4.1 Performance of proposed DeeplabV3 + model

Figure 6a–e illustrate the variations in precision, recall, specificity, dice coefficient, and IoU across the 50 epochs of training on benign tumor samples. Precision reached to 0.943 and 0.9517 on the training set and validation set, respectively. As shown in Fig. 6b, recall improved to 0.956 on and 0.964 on the training set and validation set, respectively. Specificity increased to 0.997 and 0.998 on the training set and validation set, respectively, as illustrated in Fig. 6c. The dice coefficient improved to 0.963 and 0.968 on the training set and validation set, respectively as illustrated in Fig. 6e, IoU reached 0.86 for training set and to 0.87 for validation set (see Fig. 7).

Fig. 6
figure 6

Performance of the proposed modified Deeplabv3 + model during Training Phase of benign tumor samples

Fig. 7
figure 7

Performance of the proposed modified Deeplabv3 + model during Training Phase of malignant tumor samples

4.2 Visual analysis

Figure 8 represents the masks predicted for benign and malignant tumor samples respectively. In Fig. 8, the original image is represented by first column having benign tumor, second column presents the original masks, 3rd column shows the masks predicted by the proposed modified DeeplabV3 + model and the last column gives the overlapped image obtained by combining original image and predicted mask.

Fig. 8
figure 8

Performance of Proposed Model on test dataset for benign tumor samples

Similarly, Fig. 9 shows the predicted masks for malignant tumour samples. From the visual analysis of predicted masks obtained for both benign and malignant tumor samples it has been inferred that the proposed model generates masks that closely resemble the original ones (see Table 3).

Fig. 9
figure 9

Performance of Proposed Model on test dataset for malignant tumor samples

Table 3 Performance comparison of Proposed Modified DeepLabV3 + Model with original DeepLabV3 + model

4.3 Comparative analysis with state-of-the-art methods

To check the efficacy of our proposed model, a comparative analysis with state-of-the-art methodologies in the field has been conducted as shown in Table 4. The comparative analysis revealed that our proposed methodology outperforms existing approaches in terms of precision, recall, specificity, dice coefficient and IoU.

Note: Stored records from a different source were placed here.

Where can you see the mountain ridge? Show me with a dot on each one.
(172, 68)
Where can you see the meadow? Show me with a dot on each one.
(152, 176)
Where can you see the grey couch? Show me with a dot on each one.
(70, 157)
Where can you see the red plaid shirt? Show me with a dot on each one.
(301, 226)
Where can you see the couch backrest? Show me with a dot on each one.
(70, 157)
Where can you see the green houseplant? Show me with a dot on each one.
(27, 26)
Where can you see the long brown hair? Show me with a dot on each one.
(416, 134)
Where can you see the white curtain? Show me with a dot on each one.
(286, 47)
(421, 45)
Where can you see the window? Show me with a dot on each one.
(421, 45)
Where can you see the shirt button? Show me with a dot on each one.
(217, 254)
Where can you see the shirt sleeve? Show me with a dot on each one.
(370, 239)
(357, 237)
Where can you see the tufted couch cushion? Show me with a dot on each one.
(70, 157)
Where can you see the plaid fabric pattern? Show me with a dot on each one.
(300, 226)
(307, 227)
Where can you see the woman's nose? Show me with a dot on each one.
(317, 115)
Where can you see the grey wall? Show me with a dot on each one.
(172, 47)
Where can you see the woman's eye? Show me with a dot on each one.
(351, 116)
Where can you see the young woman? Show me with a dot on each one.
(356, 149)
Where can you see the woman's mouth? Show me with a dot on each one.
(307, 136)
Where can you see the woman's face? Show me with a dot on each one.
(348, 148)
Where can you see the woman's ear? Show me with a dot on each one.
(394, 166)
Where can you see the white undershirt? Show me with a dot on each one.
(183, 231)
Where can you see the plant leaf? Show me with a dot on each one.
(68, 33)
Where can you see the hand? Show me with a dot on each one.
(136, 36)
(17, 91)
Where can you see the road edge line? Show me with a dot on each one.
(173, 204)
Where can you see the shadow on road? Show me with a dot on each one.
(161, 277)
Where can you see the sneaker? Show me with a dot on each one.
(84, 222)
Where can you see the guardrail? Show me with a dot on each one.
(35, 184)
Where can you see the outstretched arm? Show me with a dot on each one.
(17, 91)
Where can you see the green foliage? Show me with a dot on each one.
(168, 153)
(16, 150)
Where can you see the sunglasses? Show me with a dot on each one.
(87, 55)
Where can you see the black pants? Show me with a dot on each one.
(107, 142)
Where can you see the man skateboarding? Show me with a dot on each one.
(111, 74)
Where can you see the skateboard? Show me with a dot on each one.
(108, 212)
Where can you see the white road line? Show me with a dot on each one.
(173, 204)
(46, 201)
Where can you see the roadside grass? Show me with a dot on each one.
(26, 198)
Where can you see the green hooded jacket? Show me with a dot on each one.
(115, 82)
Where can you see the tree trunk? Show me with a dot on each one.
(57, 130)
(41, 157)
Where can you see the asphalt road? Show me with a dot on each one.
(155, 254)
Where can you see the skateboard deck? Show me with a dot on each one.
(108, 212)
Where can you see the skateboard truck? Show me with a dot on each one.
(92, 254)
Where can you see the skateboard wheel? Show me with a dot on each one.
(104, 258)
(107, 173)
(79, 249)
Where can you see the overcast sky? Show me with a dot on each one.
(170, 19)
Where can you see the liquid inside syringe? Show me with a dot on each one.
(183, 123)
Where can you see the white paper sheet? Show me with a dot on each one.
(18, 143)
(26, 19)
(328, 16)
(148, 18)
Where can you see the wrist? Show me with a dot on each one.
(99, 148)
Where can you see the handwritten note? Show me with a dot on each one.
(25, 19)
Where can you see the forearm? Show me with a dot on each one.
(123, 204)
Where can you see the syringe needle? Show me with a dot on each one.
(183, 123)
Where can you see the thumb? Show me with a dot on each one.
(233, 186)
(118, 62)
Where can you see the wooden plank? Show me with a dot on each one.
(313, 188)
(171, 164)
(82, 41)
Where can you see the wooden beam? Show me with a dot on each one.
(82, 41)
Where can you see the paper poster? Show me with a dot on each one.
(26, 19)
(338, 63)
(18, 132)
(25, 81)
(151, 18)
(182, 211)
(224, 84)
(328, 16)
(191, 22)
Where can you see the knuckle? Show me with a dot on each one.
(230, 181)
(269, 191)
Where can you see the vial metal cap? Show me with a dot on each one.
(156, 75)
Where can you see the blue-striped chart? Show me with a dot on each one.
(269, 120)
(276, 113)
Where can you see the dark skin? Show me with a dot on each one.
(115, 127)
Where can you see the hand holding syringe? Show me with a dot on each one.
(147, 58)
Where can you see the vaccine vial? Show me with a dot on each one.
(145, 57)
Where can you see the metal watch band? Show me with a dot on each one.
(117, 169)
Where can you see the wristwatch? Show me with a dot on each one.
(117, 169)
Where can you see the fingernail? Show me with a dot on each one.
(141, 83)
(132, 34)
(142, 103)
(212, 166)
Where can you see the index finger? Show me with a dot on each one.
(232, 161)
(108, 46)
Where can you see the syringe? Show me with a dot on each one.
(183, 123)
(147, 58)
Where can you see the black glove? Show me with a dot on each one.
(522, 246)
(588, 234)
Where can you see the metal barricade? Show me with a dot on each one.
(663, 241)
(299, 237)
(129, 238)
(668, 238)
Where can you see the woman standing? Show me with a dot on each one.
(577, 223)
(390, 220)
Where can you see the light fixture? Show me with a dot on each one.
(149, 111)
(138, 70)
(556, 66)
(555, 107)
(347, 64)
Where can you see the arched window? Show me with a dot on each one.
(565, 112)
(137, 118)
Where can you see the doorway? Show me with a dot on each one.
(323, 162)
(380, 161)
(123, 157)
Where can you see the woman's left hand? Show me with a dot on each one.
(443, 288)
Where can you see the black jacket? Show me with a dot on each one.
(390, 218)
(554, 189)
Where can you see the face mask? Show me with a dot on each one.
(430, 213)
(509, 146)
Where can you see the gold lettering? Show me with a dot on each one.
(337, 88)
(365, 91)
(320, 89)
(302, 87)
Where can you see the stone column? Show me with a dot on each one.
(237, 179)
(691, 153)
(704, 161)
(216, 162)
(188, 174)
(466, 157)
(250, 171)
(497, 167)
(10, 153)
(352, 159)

Table 4 Comparison of proposed model with state-of-the-art methods

5 Conclusion and future scope

This paper presents a comprehensive study on the segmentation of breast tumors in ultrasound images, which is fundamental for CAD systems in breast cancer detection. In this study, a modified DeepLabV3 + architecture integrated with a CBAM has been introduced to enhance feature extraction and segmentation accuracy. Evaluation of the proposed model demonstrates its outstanding performance across various performance metrics, including precision, recall, specificity, Dice coefficient, and IoU. Compared to the original DeepLabV3 + model, the modified architecture with CBAM integration shows substantial improvements, achieving higher precision, recall, and overall segmentation accuracy for both benign and malignant tumor samples.

As future research, various optimization algorithms can be embedded into the DeepLabV3 + segmentation pipeline to enhance segmentation accuracy. Furthermore, the contributions of different backbone architectures in the encoder part of the segmentation pipeline can be investigated. Also, combining information from multiple imaging modalities, such as ultrasound, MRI, and mammography, could enhance segmentation accuracy.